UN chief welcomes African leaders' call on M23 rebels to stop war in DR Congo

Displaced people in eastern Democratic Republic of the Congo are often subject to indiscriminate attacks as fighting continues between government and rebel troops. Photo: UNHCR/S. Modola

25 November 2012 – Secretary-General Ban Ki-moon today welcomed a joint statement issued by the President of the Democratic Republic of the Congo (DRC) Joseph Kabila Kabange, Rwandan President Paul Kagame and President of Uganda Yoweri Kaguta Museveni, calling on the 23 March Movement (M23) rebel group to immediately cease fire in Eastern DRC.

In a statement issued by his spokesperson, Mr. Ban also welcomed the outcome of the International Conference on the Great Lakes Region Summit, held yesterday in the Ugandan capital of Kampala and attended by several African heads of State, which urges the rebel group to stop the violence and threats to depose the DRC Government.

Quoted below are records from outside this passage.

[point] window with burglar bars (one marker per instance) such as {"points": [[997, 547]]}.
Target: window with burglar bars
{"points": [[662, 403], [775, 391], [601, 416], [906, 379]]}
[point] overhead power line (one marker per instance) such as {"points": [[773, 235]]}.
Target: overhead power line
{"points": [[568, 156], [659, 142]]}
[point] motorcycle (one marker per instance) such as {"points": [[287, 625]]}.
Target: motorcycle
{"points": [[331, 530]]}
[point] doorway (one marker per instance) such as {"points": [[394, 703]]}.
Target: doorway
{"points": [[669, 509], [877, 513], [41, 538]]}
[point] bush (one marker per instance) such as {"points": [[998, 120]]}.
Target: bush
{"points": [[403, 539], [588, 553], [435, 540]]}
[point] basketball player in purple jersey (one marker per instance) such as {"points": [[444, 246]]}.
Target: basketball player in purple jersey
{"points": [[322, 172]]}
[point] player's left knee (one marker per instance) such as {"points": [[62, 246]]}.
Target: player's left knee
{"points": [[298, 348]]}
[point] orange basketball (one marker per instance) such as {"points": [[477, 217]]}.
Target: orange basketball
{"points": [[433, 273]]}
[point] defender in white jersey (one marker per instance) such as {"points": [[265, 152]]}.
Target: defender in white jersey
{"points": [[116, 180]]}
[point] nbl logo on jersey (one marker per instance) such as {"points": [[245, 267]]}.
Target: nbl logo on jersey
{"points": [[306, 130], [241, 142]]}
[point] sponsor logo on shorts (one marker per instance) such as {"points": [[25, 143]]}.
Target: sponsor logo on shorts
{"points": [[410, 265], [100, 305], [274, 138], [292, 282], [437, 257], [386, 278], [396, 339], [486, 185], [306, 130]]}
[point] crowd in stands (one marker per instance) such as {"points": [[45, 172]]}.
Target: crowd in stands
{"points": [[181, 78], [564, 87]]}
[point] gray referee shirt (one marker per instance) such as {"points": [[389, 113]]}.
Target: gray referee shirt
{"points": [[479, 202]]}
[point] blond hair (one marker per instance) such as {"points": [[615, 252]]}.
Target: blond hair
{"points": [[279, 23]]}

“The Secretary-General calls on the M23 to immediately lay down their arms in accordance with the agreements reached in Kampala, and comply with the immediate withdrawal of their forces from Goma,” said the statement.

“The Secretary-General encourages the parties to build on the dialogue among the leaders of the Great Lakes region to address the fundamental causes of conflict.”

M23 fighters – a rebel group composed of soldiers who mutinied from the DRC national army in April – occupied Goma, the capital of North Kivu, on Tuesday after launching a new wave of attacks last weekend. Fighting has continued and the rebels are now said to have reached the town of Sake, which is 20 kilometres west of Goma.

The advance of the M23 has uprooted some 60,0000 civilians and fuelled numerous allegations of human rights abuses by both the rebels and the national army, known by the French acronym FARDC.

The violence also prompted the UN Organization Stabilization Mission in the DRC (MONUSCO) to deploy attack helicopters in support of the FARDC.

Mr. Ban reiterated his commitment to support the efforts of African leaders, and his determination to ensure that the UN presence in the DRC is adjusted “to respond to the evolving challenges.”

MONUSCO currently has some 1,500 'blue helmets' in Goma, and another 6,700 and 4,000 in the provinces of North and South Kivu, respectively, including, in some places, behind the M23 lines. In Goma, the 'blue helmets' control the city's airport and are conducting regular patrols, in line with their mandate to provide protection for civilians.